TLDR
Find collisions in a homemade hash function.
Recon
The goal is clear, we need to send 64 messages of increasing length to the server, and have only a maximum of 6 distincts corresponding hash values for these messages. Let’s have a look at the hash function:
class Hash:
def __init__(self):
self.h = b"\x00" * 4
def update(self, data):
assert len(data) % 4 == 0 # TODO
for i in range(0, len(data), 4):
block = data[i:i+4] * 4
h = self.h * 4
self.h = strxor(strxor(h, block), AES.new(h, AES.MODE_ECB).encrypt(block))[:4]
return self
def digest(self):
return self.h
So our input is divided into 4-byte blocks and processed sequentially. The hash is initialized to four null bytes and then the process is the following for all the input blocks one by one:
-
Our block of data $D$ of 4 bytes is extended to 16 bytes to get $B = D||D||D||D$
-
The 4-byte hash $H$ is extended to 16 bytes to get $K = H||H||H||H$
-
$C = AES_{enc,K}(B)$ is computed using ECB mode.
-
The new $H$ is the first four bytes of $(K \oplus B \oplus C)$
The attack
So let’s assume we find a block of data $D$ so that for a certain $K$, we have $B_{0-4} = C_{0-4}$ where $X_{0-4}$ represents the first four bytes of $X$. Then at the end of each iteration, we would have $H=K_{0-4} = H $, so any input data of any number of this repeating block would result in the same hash. Now what’s the probability to get $B_{0-4} = C_{0-4}$:
Assuming that AES is considered to give a uniformely distributed output undistinguishable from a truly random output, which is widely accepted (otherwise you may have built an AES dinstinguisher), we can define the probability for a given input $B$ independently of the key to get :
$$P[B_{0-4}=C_{0-4}] =\frac{1}{2^{8}} \times \frac{1}{2^{8}} \times \frac{1}{2^{8}} \times \frac{1}{2^{8}} = \frac{1}{2^{32}} $$
We have $2^{32}$ different possible input blocks, so what is the probability of at least a success with probability $p$ after $n$ trials? it is equivalent to $(1 - P[\text{only fails}])$, where the probability of a fail is:
$$P[B_{0-4}\neq C_{0-4}] = 1 - \frac{1}{2^{32}}$$
As the trials are independant, we get :
$$ P[\text{at least once }B_{0-4}=C_{0-4}\text{ in }2^{32} \text{ trials}] =1 - \left(1 - \frac{1}{2^{32}}\right)^{2^{32}} \approx 0.6321$$
Roughly 63% chances to succeed, that’s more than enough!
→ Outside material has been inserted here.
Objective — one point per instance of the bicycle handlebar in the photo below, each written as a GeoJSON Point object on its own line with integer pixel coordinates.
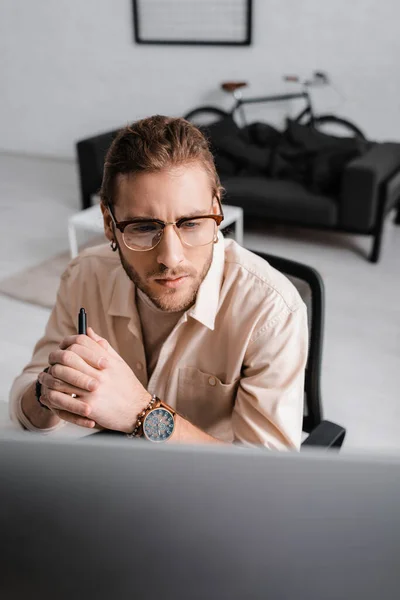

To efficiently bruteforce $2^{32}$ AES encryptions, I quickly wrote a dirty bruteforcer in Go (disclaimer: ugly code incoming):
package main
import (
"crypto/aes"
"encoding/hex"
"fmt"
"bytes"
)
func main() {
var key = []byte{<insert_key_bytes_here>}
cipher, _ := aes.NewCipher(key)
var plaintext = []byte{0,0,0,0,0,0,0,0,0,0,0,0,0,0,0,0}
for a := 0; a < 256; a++ {
plaintext[0] = byte(a)
plaintext[4] = byte(a)
plaintext[8] = byte(a)
plaintext[12] = byte(a)
for b := 0; b < 256; b++ {
plaintext[1] = byte(b)
plaintext[5] = byte(b)
plaintext[9] = byte(b)
plaintext[13] = byte(b)
for c := 0; c < 256; c++ {
plaintext[2] = byte(c)
plaintext[6] = byte(c)
plaintext[10] = byte(c)
plaintext[14] = byte(c)
for d := 0; d < 256; d++ {
plaintext[3] = byte(d)
plaintext[7] = byte(d)
plaintext[11] = byte(d)
plaintext[15] = byte(d)
out := make([]byte, len(plaintext))
cipher.Encrypt(out, []byte(plaintext))
if bytes.Compare(out[:4], plaintext[:4]) == 0 {
fmt.Printf("%s\n",hex.EncodeToString(plaintext))
}
}
}
}
}
}
It runs the $2^{32}$ encryptions in around 3mins whereas python was doing it in 2-3 hours. Now the first key will be 16 null bytes, let’s see if we can find an input that satisfies our conditions with this key:
$ time go run brute.go
real 2m57.667s
No results… well 63% is not 100%! Let’s try again with another key by first feeding in the block of data you like, and then trying with the new $K = H||H||H||H$ (here I randomly took '\x02'*4)
$ time go run brute.go
c9387966c9387966c9387966c9387966
real 3m1.215s
Bingo we get a success!
So now by sending first '02020202' to the remote service, I get one hash value in the Set. Then by sending '02020202' + k * 'c9387966' for any positive integer k the hash will remain the same. All we have left to do is implementing the attack:
from pwn import *
o = remote("challenges1.france-cybersecurity-challenge.fr", 6001)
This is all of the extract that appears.